Implicit and explicit prosody in relative clause attachment
Using production, perception, and psycholinguistic tasks, this study investigates the interactive effects of prosodic prominence and phrasing on relative clause attachment in English. According to the Implicit Prosody Hypothesis (Fodor 1998/2002), the presence of a prosodic boundary before or after NP2 in NP1-NP2-RC constructions in English should prompt low or high attachment, respectively. We have found this to be systematically untrue for some individuals. We are currently exploring the possibility that the use of prosodic boundaries for syntactic closure in sentence processing is sensitive to individual differences in attention and memory for prominence structure. Another part of this project explores the role of prominence in RC attachment cross-linguistically.
Collaborators:
Sun-Ah Jun (UCLA)
Adam Chong (Queen Mary University of London)
Related Publications:
- Bishop, J. (2021). Exploring the similarity between implicit and explicit prosody: Prosodic phrasing and individual differences. Language and Speech, 64(4), 873-899.

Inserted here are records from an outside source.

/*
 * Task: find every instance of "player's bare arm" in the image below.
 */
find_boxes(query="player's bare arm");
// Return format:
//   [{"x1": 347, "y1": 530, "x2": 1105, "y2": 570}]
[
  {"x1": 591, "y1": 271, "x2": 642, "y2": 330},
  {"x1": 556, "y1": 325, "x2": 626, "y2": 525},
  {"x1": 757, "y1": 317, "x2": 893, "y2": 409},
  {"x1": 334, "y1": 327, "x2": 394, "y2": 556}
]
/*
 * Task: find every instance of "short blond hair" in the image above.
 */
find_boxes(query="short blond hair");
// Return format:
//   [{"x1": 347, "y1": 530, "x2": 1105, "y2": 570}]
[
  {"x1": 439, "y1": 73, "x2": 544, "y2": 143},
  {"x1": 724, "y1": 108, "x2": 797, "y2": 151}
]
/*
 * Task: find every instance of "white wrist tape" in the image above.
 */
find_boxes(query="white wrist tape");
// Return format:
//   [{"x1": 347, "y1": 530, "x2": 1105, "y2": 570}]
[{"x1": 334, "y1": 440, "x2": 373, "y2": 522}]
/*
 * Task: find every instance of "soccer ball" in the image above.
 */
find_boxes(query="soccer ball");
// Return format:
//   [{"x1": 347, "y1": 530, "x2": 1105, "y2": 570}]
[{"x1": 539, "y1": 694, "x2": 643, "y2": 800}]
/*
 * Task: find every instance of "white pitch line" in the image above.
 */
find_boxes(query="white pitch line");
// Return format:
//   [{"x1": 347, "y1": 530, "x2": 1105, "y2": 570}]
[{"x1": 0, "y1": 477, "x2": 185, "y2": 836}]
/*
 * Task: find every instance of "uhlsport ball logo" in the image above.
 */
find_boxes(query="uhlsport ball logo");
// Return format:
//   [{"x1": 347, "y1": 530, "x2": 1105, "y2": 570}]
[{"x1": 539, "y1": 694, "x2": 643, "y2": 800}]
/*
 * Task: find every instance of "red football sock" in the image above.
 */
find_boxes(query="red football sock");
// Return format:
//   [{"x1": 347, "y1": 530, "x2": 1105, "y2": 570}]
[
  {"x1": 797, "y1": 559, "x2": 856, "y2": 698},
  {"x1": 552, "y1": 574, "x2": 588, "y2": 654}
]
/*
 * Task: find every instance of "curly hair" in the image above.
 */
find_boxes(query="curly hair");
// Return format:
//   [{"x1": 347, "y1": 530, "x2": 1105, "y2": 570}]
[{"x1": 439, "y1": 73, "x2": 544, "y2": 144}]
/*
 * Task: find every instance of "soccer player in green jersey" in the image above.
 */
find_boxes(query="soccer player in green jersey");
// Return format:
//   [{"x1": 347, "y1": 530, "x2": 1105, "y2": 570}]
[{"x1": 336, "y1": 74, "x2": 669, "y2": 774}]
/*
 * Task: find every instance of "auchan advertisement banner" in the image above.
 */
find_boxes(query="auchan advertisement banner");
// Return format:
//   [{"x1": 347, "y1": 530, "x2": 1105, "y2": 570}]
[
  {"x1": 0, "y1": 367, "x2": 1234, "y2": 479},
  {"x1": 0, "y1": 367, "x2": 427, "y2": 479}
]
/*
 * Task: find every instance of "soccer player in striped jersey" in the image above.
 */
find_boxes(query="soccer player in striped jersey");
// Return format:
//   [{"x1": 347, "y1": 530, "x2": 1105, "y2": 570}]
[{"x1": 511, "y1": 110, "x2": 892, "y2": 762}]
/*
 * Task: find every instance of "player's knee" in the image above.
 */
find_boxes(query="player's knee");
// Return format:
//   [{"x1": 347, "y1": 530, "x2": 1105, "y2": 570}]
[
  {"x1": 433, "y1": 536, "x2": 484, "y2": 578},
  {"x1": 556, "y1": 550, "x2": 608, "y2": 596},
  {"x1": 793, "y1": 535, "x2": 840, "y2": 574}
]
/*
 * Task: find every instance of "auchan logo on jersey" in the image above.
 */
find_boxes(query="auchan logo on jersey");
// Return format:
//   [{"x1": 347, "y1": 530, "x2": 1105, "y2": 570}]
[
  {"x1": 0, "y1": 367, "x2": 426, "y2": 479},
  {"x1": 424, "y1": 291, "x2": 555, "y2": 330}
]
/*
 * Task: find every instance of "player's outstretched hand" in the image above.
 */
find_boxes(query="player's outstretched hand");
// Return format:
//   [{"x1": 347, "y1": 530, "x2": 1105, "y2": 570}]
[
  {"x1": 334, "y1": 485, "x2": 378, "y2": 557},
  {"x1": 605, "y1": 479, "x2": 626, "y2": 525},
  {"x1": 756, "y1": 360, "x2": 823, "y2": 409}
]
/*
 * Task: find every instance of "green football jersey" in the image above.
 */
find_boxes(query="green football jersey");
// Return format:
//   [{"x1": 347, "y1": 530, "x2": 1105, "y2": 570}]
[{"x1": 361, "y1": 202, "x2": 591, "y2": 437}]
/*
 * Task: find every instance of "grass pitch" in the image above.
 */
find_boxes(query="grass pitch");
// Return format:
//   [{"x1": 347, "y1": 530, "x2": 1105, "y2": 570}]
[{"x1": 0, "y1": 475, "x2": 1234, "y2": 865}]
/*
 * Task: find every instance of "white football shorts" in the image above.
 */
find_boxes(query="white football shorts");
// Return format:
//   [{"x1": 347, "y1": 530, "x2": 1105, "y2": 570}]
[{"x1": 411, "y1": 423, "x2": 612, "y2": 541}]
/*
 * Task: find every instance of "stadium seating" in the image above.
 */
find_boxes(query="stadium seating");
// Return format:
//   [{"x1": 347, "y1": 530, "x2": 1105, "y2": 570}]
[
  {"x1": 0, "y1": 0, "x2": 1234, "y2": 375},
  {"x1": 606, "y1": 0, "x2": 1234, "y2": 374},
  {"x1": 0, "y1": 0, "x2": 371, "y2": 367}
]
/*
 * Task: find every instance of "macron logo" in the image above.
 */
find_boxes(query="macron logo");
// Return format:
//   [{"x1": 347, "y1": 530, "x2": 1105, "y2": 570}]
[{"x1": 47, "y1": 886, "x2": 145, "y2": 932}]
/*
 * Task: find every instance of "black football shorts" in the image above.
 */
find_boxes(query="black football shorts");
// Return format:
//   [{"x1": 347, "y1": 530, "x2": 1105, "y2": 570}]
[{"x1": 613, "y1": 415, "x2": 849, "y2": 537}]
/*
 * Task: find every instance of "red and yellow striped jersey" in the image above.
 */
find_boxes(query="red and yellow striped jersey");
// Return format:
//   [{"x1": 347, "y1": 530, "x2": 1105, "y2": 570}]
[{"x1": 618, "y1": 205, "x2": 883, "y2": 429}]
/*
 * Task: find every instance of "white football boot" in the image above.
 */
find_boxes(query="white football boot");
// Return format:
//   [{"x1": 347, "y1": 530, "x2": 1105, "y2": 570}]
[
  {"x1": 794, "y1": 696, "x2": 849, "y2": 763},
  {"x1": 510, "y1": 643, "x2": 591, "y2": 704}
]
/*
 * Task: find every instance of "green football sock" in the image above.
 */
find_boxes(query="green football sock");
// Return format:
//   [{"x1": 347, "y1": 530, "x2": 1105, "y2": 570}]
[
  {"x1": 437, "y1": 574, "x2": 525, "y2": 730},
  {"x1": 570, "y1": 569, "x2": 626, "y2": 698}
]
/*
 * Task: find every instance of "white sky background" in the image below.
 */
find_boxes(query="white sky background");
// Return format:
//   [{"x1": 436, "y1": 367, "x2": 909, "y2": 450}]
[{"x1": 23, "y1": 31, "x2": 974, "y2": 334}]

- Jun, S.-A. & Bishop, J. (2015). Priming implicit prosody: Prosodic boundaries and individual differences. Language and Speech, 58(4) 459-473.
- Jun, S.-A. & Bishop, J. (2015). Prominence in relative clause attachment: Evidence from prosodic priming. Evidence from individual differences. In L. Frazier & E. Gibson (Eds.), Explicit and implicit prosody in sentence processing: Studies in honor of Janet Dean Fodor. (Studies in Theoretical Psycholinguistics, Vol 46). Springer.
- Bishop, J., Chong, A., & Jun, S.-A. (2015). Individual differences in prosodic strategies to sentence parsing. Proceedings of the 18th International Congress of Phonetic Sciences.
Prosodic prominence perception & individual differences
This project consists of a number of sub-projects that approach the perception and processing of prosodic prominence. One group of experiments explores the perception of prosodic events in English using a ‘rapid prosody transcription’ method (Cole, Mo, & Hasagawa-Johnson, 2010) and a similar task used in Bishop (2012). In these experiments, we attempt to predict naive listeners’ perception of phrasing and prominence using Intonational Phonological categories, sentence-level semantic/information structural context, and measures of pragmatic processing. Parts of this study are funded by PSC-CUNY Enhanced Grant #67842-00 45. to J. Bishop. In a different set of experiments (with Rysling, Clifton, & Yacovone) we are exploring the use of distal versus local prosody on the anticipation of pitch accents in English (a reexamination of an early finding in Cutler, 1976).
Collaborators:
Grace Kuo (National Taiwan University)
Boram Kim (CUNY)
Amanda Rysling (University of California, Santa Cruz)
Charles Clifton (University of Massachusetts, Amherst)
Anthony Yacovone (Harvard)
Related Work:
- Clifton, C., Rysling, A., & Bishop, J. (2022). The Accent Advantage in Phoneme Detection: Importance of Local Context. Attention, Perception, & Psychophysics, 84(1), 244-259.
- Bishop, J., Kuo, G., & Kim, B. (2020). Phonology, phonetics, and signal-extrinsic factors in the perception of prosodic prominence: Evidence from Rapid Prosody Transcription. Journal of Phonetics, 82 (Special Issue on Integrating Phonetic and Phonological Perspectives on Prominence). 100977.
- Rysling, A., Bishop, J., Clifton, C., & Yacovone, A. (2020). Preceding syllables are necessary for the accent advantage effect. Journal of the Acoustical Society of America, 184(3), EL285 – EL288.
- Bishop, J. (2016). Individual differences in top-down and bottom-up prominence perception. In J. Barnes, A. Brugos, S. Shattuck-Hufnagel, & N. Veilleux (Eds.), Proceedings of Speech Prosody 2016. (pp. 668–672).
- Hurley, R. & Bishop, J. (2016). Interpretation of “only”: prosodic influences and individual differences. In J. Barnes, A. Brugos, S. Shattuck-Hufnagel, & N. Veilleux (Eds.). Proceedings of Speech Prosody 2016. (pp. 193–197).
- Bishop, J. (2012). Information structural expectations in the perception of prosodic prominence. In G. Elordieta and P. Prieto (Eds.) Prosody and Meaning (Interface Explorations). Berlin: Mouton de Gruyter.